Optimize Pydantic model field descriptions using DSPy
Project description
🚀 DSPydantic: Auto-Optimize Your Pydantic Models with DSPy
Automatically optimize Pydantic model field descriptions and prompts using DSPy. Get better structured data extraction from LLMs with less manual tuning.
DSPydantic automatically optimizes your Pydantic model field descriptions and prompts using DSPy, so you can extract better structured data from LLMs with zero manual tuning.
✨ What It Does
Instead of spending hours crafting the perfect field descriptions for your Pydantic models, DSPydantic uses DSPy's optimization algorithms to automatically find the best descriptions based on your examples. Just provide a few examples, and watch your extraction accuracy improve.
🎯 Quick Start
from pydantic import BaseModel, Field
from dspydantic import PydanticOptimizer, Example, create_optimized_model
# Define your model
class User(BaseModel):
name: str = Field(description="User name")

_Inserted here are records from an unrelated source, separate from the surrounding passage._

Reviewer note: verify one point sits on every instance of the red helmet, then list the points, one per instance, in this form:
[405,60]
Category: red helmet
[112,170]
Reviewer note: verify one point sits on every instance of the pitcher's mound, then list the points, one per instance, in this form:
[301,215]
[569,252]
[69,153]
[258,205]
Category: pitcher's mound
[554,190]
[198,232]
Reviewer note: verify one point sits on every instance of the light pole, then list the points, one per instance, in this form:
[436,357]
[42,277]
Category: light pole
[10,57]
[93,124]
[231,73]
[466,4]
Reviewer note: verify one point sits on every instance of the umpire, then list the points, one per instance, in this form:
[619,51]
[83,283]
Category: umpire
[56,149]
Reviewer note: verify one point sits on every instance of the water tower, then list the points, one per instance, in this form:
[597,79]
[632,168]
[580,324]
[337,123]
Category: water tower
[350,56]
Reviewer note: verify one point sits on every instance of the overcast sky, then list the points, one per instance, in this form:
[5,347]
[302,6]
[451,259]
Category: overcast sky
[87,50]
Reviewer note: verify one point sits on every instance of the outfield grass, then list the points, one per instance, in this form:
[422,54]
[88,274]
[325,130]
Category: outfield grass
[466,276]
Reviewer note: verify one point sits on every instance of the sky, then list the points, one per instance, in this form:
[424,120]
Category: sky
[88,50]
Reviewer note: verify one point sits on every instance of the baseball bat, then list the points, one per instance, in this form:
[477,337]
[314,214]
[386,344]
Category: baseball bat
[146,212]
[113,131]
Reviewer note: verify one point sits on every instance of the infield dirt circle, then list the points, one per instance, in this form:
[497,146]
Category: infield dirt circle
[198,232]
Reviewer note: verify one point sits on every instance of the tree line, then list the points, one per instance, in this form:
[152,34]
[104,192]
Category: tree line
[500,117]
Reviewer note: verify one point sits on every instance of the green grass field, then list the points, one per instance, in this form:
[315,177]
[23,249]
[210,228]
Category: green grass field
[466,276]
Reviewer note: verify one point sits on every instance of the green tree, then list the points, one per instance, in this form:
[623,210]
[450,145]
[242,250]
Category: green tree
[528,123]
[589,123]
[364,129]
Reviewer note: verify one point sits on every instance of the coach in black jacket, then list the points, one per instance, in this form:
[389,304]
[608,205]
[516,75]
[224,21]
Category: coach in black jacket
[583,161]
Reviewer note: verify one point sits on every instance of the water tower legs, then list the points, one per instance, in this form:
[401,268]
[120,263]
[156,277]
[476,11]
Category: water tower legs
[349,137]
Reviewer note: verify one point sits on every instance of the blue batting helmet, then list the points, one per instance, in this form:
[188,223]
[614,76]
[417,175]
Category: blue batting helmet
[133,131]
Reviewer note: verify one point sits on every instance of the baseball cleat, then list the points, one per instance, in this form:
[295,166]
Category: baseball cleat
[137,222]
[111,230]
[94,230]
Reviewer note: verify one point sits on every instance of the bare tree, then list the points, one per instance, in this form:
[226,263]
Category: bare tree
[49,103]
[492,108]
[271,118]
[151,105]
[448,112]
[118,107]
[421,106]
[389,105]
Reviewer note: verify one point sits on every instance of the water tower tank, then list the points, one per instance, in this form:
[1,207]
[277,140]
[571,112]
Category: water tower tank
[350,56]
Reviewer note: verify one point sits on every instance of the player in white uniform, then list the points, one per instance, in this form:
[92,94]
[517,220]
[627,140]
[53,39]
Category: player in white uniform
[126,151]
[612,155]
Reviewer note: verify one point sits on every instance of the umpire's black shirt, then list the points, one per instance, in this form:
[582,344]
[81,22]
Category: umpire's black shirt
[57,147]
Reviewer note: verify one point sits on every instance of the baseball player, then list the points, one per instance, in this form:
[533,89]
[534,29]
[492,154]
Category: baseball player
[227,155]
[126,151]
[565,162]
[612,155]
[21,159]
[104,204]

age: int = Field(description="User age")
email: str = Field(description="Email address")
# Provide examples
examples = [
Example(
text="John Doe, 30 years old, john@example.com",
expected_output=User(name="John Doe", age=30, email="john@example.com")
),
Example(
text="Jane Smith, 25, jane.smith@email.com",
expected_output=User(name="Jane Smith", age=25, email="jane.smith@email.com")
),
]
# Optimize!
optimizer = PydanticOptimizer(
model=User,
examples=examples,
evaluate_fn="exact",
model_id="gpt-4o",
)
result = optimizer.optimize()
# View optimized descriptions
print("Optimized descriptions:")
for field, description in result.optimized_descriptions.items():
print(f" {field}: {description}")
# Create optimized model with updated descriptions
OptimizedUser = create_optimized_model(User, result.optimized_descriptions)
📦 Installation
pip install dspydantic
Or with uv:
uv pip install dspydantic
🌟 Key Features
- Auto-optimization: Automatically finds the best field descriptions using DSPy
- Multiple input types: Works with text, images, and PDFs
- Built-in evaluation: Exact matching, Levenshtein distance, or custom evaluators
- LLM judge support: Evaluate without ground truth using LLM-as-judge
- Prompt optimization: Optimize system and instruction prompts too
- Nested models: Automatically handles complex nested Pydantic models
- Smart optimizer selection: Auto-selects the best DSPy optimizer for your dataset size
📚 Examples
Check out the examples directory for complete working examples:
- Text extraction: Extract structured data from veterinary EHR text
- Image classification: Classify handwritten digits from images
- Sentiment analysis: Classify movie review sentiment
- Human-in-the-loop: Interactive evaluation with GUI
Basic Usage
1. Define Your Pydantic Model
from pydantic import BaseModel, Field
class Invoice(BaseModel):
invoice_number: str = Field(description="Invoice ID")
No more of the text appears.